The star does not disappoint her fans, channeling plenty of Ab Fab’s physical comedy, running through some fart jokes for old times’ sake and never allowing anyone to forget for one moment that it’s Jennifer Saunders up there. Sure, it’s a broad comic turn rather than an acting performance, but it would be churlish in the extreme to be sniffy - not least because the part is written less as a dramatic role and more as a chance to wind the eccentricity up to 11.She gets good support from Geoffrey Streatfeild (pictured above right), whose self-regard and look had me thinking of David Cameron, and Lisa Dillon as Ruth, who is pretty much usurped when Elvira (Madeleine Mantock, smouldering with coquettish teases, pictured above left) materialises to catch Charles’s eye, and plenty more. Rose Wardlaw, on her West End debut, also has a lot of fun with Edith, the hyperactive maid, to whom there is rather more than anyone suspects.

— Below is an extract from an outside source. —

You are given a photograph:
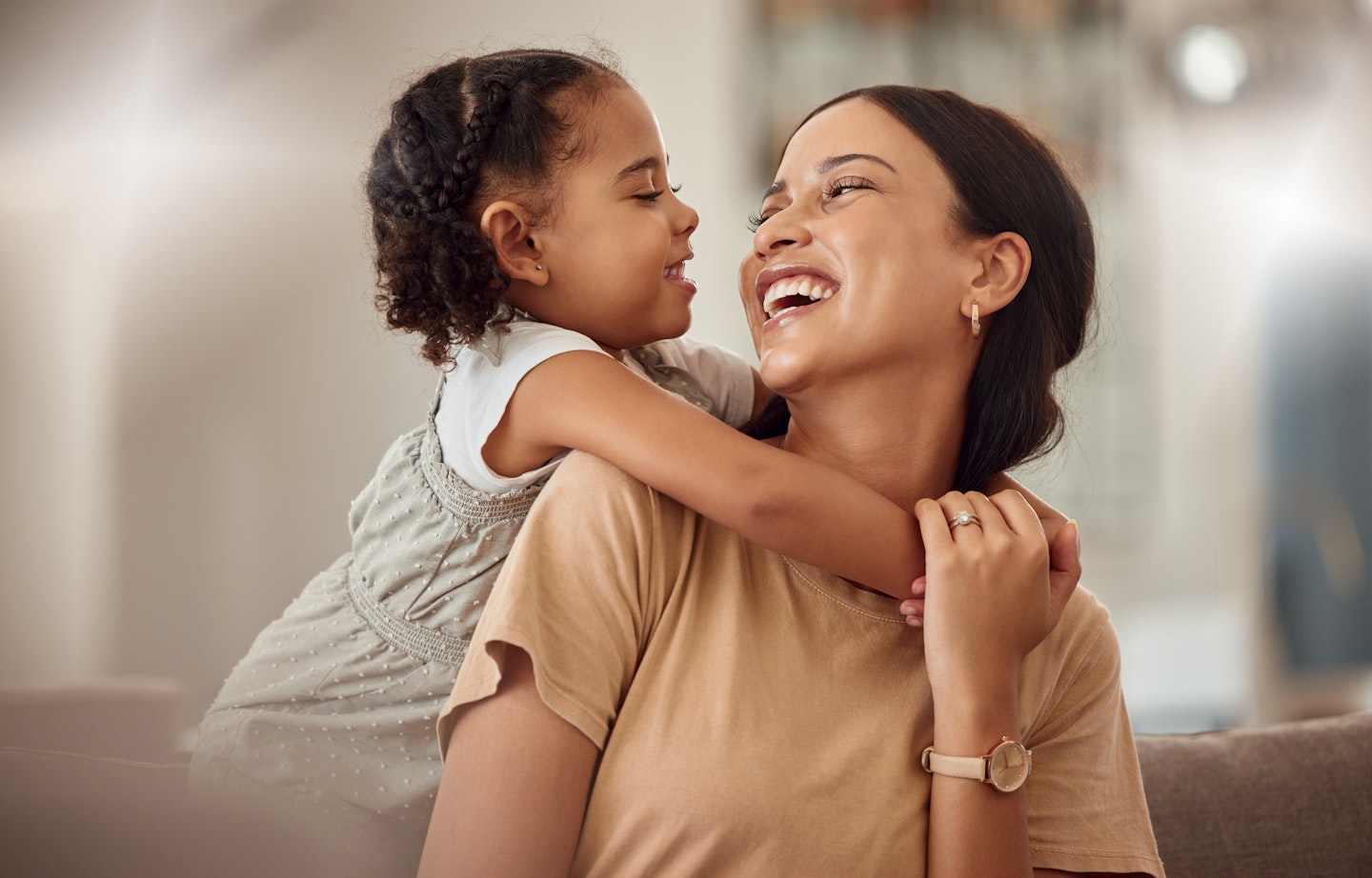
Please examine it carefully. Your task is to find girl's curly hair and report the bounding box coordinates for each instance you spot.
[366,50,624,365]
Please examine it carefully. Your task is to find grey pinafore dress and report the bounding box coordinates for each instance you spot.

For all the technically efficient theatricality, there’s no getting away from the dated atmosphere that hangs over the play like a shroud. Charles is a little too pleased to have two wives fighting over him, failing to see the appalling position in which the blameless Ruth finds herself and barely showing any interest in what has happened to Elvira during seven years in the afterlife. The temptress (Elvira) and the mother substitute (Ruth) fit rather too neatly into those categories, the women defined by their roles in a man’s life rather than through their own emotions and thoughts. There’s a more interesting adaptation to be made that fleshes out the women and removes industrial quantities of smarm from Charles, sufficient to bring him into the 21st century.
But Saunders gets her laughs, the rest of the cast get a zinger or two each and even the somewhat overpowering set gets its moment in the sun. So, unlike Elvira’s return to the mortal plane, this play’s revival is, on balance, a good thing for everyone involved.